Le réseau des Civam est attaché à la montée en compétences individuelles et surtout collectives, qui confère à terme autonomie de pensée et d’action. Nous faisons valoir une agriculture paysanne forte de son expérience de terrain, riche du temps passé à observer, à comprendre et s’approprier ce qui se passe sur sa ferme, précurseur bien avant même que la notion d’agroécologie ne fasse son apparition, alternative quand l’Etat et les marchés enjoignent de produire toujours plus. Dans ces fermes, le numérique n’est évidemment pas absent : guidage GPS, salles de traites, alertes météos, etc. Mais jusqu’où reste-t-il réellement au service du métier de paysan ?
Quitter une dépendance pour une autre ?
Le métier de paysan.anne est un métier exigeant, qui nécessite de l’observation et une maitrise du fonctionnement des écosystèmes, qui suppose de bonnes capacités d’adaptation aux incertitudes naturelles et météorologiques et qui requiert une certaine souplesse pour être présent.e.s à des heures inhabituelles ou bien le week-end.

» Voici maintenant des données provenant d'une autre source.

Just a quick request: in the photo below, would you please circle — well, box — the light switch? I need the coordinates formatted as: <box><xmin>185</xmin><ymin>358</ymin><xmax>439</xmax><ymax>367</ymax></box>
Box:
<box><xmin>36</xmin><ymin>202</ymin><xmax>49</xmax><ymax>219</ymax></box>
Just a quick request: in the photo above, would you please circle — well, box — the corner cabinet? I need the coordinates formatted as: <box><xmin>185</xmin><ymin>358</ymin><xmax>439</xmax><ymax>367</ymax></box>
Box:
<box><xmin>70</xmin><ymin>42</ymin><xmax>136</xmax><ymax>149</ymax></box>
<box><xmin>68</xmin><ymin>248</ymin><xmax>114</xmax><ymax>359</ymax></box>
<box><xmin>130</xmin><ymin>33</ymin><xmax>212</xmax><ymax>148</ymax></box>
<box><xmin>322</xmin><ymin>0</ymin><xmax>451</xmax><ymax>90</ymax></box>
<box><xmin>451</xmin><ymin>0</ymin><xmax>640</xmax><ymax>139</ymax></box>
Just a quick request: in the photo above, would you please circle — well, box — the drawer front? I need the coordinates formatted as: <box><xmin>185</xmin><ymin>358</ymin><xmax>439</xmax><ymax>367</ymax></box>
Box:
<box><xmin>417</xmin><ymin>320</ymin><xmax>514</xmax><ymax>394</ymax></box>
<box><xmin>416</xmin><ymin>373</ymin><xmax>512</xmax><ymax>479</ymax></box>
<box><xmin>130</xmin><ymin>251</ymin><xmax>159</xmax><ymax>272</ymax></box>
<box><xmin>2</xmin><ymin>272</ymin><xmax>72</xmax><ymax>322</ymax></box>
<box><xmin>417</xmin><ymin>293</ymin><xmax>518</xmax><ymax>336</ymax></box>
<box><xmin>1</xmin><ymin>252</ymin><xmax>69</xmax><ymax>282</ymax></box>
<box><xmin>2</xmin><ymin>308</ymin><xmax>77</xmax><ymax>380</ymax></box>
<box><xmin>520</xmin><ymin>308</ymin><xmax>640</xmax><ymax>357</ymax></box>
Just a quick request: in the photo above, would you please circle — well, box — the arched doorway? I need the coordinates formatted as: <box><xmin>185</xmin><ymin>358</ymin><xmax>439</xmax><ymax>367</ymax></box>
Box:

C’est également un métier qui compte sur une certaine adaptabilité, chaque jour est différent, travailler avec le vivant se révélant imprévisible. Face à un métier qui semble astreignant, l’automatisation de certains procédés (robot de traite, capteurs connectés, tablettes, drones, etc.) peut apporter un confort précieux. Pourtant dans une quête d’autonomie, le numérique peut se révéler comme une nouvelle forme de dépendance : alarmes stressantes, dysfonctionnements anxiogènes, besoin de faire appel à des techniciens pour pallier à la moindre défaillance du système.
Dans un système agricole durable, économe et autonome, les paysans se reconnectent avec leur métier, retrouvent du plaisir en prenant du temps d’observation et de compréhension auprès de leurs animaux et de leurs cultures et en maintenant les cheptels et les surfaces à « taille humaine ». Le quotidien devient plus serein car il ne dépend plus de grosses industries semencières ou phytopharmaceutiques qui dictent leurs lois. Dans ce contexte, le passage au numérique semble soudainement antinomique. Il serait bien dommage, pour les agriculteurs qui trouvent (ou parfois retrouvent) du lien et un sens à leur métier, de le perdre au profit de la technologie : une ferme branchée pour un métier déconnecté du terrain.
Économiser ou investir, faut-il choisir ?
Alors qu’il devient impératif d’économiser les ressources – et non plus d’aller en puiser « ailleurs » – que l’eau et la biodiversité s’amenuisent, que l’urbanisation poursuit sa course folle, que l’extraction des terres rares souvent indispensables aux nouvelles technologies pollue et bien souvent exploite le travail des enfants, investir dans une agriculture toujours plus consommatrice de technologie ne semble pas avoir beaucoup de sens. Toutefois, mieux quantifier les besoins des plantes et des animaux, mieux mesurer les quantités d’eau et d’intrants utilisés peuvent œuvrer pour une agriculture plus économe et plus vertueuse. Investir pour économiser ? Exploiter certaines ressources pour en épargner d’autres ? Les questions méritent d’être posées et surtout consciencieusement étudiées avant d’investir à tout va et de réaliser dans 20 ans que nous y avons peut-être été un peu fort, que nous n’avions pas besoin de multiples machines pour penser à notre place. Il est urgent de nous interroger sur le bon équilibre entre l’homme, la machine et la technologie. Il est maintenant acquis que l’avenir n’est pas dans la croissance permanente du numérique au détriment de l’humain. Nous oublions bien trop souvent que simple et efficace est généralement source de satisfaction et de valeur ajoutée, dans une course à la complexification pour un sentiment virtuel de croissance et de mieux être.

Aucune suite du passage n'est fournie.